Fig. 5.. FOXP 3⁺ T_reg-derived TCRs exhibited specific reactivity against mutant neo-antigens.

(A) FOXP3⁺ TCR 7 (patient 3107) was cocultured overnight with autologous DC pulsed with individual long mutated peptides from pp9, and IFN-γ production was quantified by ELISA. (B) HLA class II–matched donor PBL was transduced with FOXP3⁺ TCR 34 (patient 3919) and subsequently cocultured overnight with the donor-derived DCs that were pulsed with pp13 or its individual peptides, and IFN-γ production was quantified by ELISA. (C) FOXP3⁺ TCR 34 was co-cultured with titrated amount of high-performance liquid chromatography (HPLC) purified mutated (mut-) or wild-type (wt-) CCL5 (initially identified as pp13–5), and IFN-γ in the supernatant was quantified by ELISA. (D) The cocultured cells from (B) were stained similarly as in Fig. 4B to assess the up-regulation of 4–1BB on FOXP3⁺ TCR 34–transduced T cells (mTCRB⁺ cells) after an overnight coculture with DC pulsed with mut- or wt-CCL5 peptides (HPLC). The dot plots were gated on CD4⁺CD3⁺ PI T cells. All data are representative of at least two independent experiments.

Fig. 6.. Tumor-reactive FOXP 3⁺ TCRs were also found in the circulating T_reg population.

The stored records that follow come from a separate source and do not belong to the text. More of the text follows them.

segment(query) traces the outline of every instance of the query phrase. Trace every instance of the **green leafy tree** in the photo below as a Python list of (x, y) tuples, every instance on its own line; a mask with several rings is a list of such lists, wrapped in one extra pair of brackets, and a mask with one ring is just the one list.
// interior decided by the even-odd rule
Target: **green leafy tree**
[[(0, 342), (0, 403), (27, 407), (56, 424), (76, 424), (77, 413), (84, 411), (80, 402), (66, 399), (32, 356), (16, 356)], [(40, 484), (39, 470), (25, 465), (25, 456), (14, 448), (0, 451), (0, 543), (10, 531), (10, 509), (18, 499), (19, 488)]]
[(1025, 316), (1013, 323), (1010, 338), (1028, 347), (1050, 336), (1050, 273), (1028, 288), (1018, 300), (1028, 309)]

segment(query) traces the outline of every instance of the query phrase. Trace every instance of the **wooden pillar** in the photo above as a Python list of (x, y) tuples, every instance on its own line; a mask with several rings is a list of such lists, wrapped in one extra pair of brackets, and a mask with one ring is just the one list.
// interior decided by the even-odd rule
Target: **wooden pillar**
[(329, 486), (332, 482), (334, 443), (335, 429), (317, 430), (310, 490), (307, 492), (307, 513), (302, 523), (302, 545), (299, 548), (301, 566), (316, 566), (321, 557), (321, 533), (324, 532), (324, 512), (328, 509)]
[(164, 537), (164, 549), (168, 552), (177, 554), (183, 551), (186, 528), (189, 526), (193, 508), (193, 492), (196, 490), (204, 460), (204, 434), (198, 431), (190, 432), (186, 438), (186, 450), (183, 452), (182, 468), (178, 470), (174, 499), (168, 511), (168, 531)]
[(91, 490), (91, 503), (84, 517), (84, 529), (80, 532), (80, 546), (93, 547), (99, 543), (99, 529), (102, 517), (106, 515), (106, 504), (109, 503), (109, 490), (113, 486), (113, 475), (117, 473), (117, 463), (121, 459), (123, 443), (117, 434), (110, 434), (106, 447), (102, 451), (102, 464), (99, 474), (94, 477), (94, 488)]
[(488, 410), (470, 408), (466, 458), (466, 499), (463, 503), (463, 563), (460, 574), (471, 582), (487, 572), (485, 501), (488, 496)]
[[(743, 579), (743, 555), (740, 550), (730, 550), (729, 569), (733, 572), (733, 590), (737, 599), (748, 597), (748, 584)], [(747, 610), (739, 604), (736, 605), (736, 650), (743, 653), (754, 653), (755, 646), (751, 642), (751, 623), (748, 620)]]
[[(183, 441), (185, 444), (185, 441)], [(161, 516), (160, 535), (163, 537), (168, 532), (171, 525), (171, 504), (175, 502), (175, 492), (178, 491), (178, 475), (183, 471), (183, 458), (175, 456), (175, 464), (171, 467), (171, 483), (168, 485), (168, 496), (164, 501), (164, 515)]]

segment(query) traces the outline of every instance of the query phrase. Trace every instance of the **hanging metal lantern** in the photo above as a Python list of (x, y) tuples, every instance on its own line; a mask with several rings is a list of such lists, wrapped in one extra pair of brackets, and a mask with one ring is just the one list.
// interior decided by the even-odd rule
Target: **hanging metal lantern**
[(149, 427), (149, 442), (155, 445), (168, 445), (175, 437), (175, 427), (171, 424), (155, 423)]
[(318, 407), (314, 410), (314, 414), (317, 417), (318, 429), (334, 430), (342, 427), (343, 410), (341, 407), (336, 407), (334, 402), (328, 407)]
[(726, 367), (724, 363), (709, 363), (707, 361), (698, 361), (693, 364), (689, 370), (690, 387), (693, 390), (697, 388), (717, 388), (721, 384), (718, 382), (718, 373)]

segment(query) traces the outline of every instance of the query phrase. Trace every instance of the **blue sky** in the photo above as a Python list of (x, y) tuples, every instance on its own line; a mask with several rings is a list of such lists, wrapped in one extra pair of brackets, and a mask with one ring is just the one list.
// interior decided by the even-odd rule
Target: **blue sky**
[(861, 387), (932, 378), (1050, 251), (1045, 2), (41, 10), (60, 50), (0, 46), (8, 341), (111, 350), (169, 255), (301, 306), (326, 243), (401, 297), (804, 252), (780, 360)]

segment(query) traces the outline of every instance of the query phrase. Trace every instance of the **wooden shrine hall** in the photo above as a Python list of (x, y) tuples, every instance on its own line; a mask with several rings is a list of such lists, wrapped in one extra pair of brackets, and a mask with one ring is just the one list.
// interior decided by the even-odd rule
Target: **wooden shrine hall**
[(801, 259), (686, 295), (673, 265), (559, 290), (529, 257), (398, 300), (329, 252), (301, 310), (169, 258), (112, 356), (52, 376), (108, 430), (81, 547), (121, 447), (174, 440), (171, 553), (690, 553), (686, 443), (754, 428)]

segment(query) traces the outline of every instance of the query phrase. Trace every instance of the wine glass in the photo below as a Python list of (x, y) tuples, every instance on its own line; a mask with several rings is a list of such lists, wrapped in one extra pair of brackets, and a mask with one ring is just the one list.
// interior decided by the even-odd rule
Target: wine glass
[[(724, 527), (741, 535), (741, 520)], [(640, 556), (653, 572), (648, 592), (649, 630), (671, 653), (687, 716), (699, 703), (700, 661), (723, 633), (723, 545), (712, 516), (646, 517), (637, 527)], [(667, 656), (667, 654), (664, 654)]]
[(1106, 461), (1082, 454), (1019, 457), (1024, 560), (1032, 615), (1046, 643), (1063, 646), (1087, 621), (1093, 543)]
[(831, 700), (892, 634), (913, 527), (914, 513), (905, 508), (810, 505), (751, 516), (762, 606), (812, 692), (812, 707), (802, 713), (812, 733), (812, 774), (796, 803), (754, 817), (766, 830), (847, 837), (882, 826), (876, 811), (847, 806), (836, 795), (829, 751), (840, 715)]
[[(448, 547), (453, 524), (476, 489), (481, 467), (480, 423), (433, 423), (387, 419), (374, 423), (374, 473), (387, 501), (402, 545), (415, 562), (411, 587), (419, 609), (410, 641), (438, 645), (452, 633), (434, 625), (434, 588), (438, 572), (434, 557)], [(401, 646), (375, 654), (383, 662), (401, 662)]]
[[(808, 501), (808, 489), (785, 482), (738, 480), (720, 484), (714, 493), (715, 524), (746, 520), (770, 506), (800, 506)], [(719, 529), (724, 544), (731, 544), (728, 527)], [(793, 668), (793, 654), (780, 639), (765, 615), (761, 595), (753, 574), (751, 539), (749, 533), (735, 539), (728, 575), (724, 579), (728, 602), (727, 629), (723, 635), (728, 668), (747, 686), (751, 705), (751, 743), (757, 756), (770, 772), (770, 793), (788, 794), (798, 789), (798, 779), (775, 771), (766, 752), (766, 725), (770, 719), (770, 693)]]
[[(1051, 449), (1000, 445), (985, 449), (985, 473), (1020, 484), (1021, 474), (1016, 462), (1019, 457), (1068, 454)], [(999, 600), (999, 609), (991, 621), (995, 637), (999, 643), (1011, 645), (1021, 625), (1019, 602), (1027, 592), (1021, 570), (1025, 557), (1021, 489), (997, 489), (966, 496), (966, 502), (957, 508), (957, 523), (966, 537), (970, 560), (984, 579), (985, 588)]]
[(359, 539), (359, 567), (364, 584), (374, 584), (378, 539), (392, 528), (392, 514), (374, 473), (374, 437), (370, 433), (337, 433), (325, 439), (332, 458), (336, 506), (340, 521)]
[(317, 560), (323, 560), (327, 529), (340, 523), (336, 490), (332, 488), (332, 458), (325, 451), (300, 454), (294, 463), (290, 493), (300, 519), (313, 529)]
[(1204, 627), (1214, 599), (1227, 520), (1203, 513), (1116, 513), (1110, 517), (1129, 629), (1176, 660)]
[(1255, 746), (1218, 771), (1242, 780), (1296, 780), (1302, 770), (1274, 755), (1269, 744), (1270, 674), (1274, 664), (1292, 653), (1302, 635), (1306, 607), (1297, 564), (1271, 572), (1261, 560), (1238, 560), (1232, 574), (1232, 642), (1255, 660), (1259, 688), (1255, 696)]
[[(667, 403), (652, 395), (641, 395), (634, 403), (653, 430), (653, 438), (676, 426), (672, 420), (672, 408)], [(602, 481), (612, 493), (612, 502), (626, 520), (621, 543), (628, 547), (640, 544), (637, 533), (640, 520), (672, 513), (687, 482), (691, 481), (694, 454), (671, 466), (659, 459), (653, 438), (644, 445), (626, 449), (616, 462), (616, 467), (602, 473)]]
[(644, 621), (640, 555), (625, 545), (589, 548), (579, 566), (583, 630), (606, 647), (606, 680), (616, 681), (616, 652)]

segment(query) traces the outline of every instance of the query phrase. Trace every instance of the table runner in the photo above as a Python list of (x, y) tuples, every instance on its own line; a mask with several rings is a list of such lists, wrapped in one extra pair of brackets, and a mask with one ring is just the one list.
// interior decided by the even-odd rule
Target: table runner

(A) The frequency of six tumor-reactive and one neoantigen-reactive FOXP3⁺ TCRs (patient 3107) was assessed in each FOXP3 subset in the tumor and PBL using TCRB immunosequencing survey. (B) Similarly, the frequency of seven tumor-reactive FOXP3⁻ TCRs (patient 3107) was assessed in each FOXP3 compartment. Each symbol represents a single reactive TCR. The total TCRB clonotypes for FOXP3⁺ TUM, FOXP3⁺ PBL, FOXP3⁻ TUM, and for FOXP3⁻ PBL were 926, 3007, 3484, and 50,586 sequences, respectively.